MetalLB IPs not reachable from other VLANs

  1. Layer 2 only: MetalLB L2 mode only works within the same broadcast domain. From another VLAN, traffic must be routed through the gateway.
  2. Check routing: Your router must have a route to the MetalLB subnet. If MetalLB IPs are on the same subnet as the nodes, the router already knows the route.
  3. Check firewall: The router may block traffic to the MetalLB range. Add a permit rule for the destination IPs.
  4. Verify ARP: From a device on the same VLAN: arping 192.168.100.201 — should get a reply from a node MAC.

VIP not working

  1. Check etcd: talosctl -n <cp-node-ip> etcd members — all CP nodes should be listed
  2. Check VIP config: talosctl -n <cp-node-ip> get addresses — should show the VIP
  3. Same L2 required: VIP uses gratuitous ARP — all CP nodes must be on the same bridge/VLAN
  4. Bootstrap timing: VIP is unavailable until etcd has quorum. On a fresh cluster, wait for all CP nodes to join.
  5. ARP cache: If VIP just moved between nodes, clients may have stale ARP. Wait 1-2 minutes or clear ARP: arp -d 192.168.100.254

Jumbo Frames (MTU 9000)

Jumbo frames significantly improve throughput for iSCSI and NFS storage networks by reducing per-packet overhead. If your storage NIC is on a dedicated VLAN or bridge, you can set MTU 9000 on the additional NIC.

Prerequisites

The entire path must support the same MTU — any mismatch causes dropped packets:

  1. TrueNAS host interface/bridge — set MTU 9000 on the bridge or VLAN interface in TrueNAS Network settings
  2. Physical switch — enable jumbo frames on the relevant switch ports
  3. VM NIC — set mtu: 9000 in the MachineClass additional_nics config (the provider handles the rest)

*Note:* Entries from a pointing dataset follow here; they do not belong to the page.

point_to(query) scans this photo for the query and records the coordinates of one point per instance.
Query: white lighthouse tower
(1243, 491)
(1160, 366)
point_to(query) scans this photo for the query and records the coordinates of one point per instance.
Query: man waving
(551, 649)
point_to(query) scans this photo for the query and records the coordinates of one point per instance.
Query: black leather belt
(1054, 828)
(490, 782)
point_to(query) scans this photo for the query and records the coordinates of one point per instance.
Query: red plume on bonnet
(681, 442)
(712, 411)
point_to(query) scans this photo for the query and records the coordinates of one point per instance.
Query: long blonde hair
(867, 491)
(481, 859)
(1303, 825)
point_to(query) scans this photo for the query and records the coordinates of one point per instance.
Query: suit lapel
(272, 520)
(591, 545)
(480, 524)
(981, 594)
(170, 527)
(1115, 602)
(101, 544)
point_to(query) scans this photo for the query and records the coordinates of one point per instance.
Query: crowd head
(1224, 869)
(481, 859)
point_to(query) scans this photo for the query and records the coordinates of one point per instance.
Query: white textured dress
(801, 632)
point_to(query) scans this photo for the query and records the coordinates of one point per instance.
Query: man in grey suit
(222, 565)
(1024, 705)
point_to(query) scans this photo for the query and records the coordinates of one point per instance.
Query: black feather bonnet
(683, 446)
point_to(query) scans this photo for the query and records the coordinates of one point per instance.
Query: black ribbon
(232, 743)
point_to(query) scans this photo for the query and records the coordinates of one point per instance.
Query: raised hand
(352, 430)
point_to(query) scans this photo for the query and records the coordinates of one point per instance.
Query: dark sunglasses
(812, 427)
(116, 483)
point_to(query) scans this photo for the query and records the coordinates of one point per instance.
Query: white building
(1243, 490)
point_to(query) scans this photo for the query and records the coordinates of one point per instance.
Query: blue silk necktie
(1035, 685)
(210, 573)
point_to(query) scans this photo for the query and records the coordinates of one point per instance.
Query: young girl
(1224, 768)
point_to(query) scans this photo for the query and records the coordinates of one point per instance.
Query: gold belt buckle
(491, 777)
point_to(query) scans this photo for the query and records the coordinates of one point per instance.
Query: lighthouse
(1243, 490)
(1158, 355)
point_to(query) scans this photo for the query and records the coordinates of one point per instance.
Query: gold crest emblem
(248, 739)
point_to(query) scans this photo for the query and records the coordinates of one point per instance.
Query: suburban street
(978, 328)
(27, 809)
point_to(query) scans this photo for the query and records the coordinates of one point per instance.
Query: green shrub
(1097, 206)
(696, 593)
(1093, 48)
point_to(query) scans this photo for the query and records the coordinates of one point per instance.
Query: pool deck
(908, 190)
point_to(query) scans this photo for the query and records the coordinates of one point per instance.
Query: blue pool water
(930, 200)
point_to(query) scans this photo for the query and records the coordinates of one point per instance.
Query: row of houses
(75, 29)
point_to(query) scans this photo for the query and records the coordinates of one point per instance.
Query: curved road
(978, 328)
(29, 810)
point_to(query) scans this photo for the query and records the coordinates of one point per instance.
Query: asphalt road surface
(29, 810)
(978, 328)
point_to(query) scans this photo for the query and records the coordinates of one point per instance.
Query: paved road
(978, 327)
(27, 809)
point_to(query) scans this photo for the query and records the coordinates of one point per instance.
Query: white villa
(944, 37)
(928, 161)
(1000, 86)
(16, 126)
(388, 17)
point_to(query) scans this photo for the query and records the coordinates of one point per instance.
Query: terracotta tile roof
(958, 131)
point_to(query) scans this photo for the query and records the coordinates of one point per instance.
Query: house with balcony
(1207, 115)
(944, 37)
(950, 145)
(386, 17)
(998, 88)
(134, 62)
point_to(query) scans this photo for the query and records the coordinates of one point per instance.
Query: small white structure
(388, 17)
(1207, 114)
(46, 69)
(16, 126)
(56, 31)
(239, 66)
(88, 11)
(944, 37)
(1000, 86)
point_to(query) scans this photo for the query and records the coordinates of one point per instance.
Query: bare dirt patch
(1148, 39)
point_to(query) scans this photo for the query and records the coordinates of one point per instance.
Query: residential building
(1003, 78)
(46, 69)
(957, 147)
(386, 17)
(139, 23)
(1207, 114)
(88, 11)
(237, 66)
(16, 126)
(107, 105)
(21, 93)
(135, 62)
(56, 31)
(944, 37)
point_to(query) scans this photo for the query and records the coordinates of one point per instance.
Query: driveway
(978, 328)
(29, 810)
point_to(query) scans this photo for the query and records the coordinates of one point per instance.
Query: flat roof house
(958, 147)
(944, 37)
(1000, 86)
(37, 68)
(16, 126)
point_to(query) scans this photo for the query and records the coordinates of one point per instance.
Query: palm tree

MachineClass Configuration

additional_nics:
  - network_interface: br-storage   # Dedicated storage bridge with MTU 9000
    mtu: 9000

The provider does two things when mtu is set:

  1. TrueNAS side: Passes mtu: 9000 to the vm.device.create NIC attributes so the virtual NIC is created with the correct MTU
  2. Talos side: Generates a machine config patch that sets the MTU on the corresponding interface inside the VM, using the NIC's MAC address for reliable interface matching:
{
  "machine": {
    "network": {
      "interfaces": [
        {
          "deviceSelector": {"hardwareAddr": "00:a0:98:xx:xx:xx"},
          "mtu": 9000
        }
      ]
    }
  }
}

Verifying MTU

After the VM boots, verify from inside a Talos node:

# Check interface MTU
talosctl -n <node-ip> get links

# Test end-to-end with a large ping (requires the storage network to be routable)
ping -M do -s 8972 <truenas-storage-ip>

Note: Only set mtu on additional NICs used for storage networks. The primary NIC should use the default MTU (1500) unless your entire network supports jumbo frames.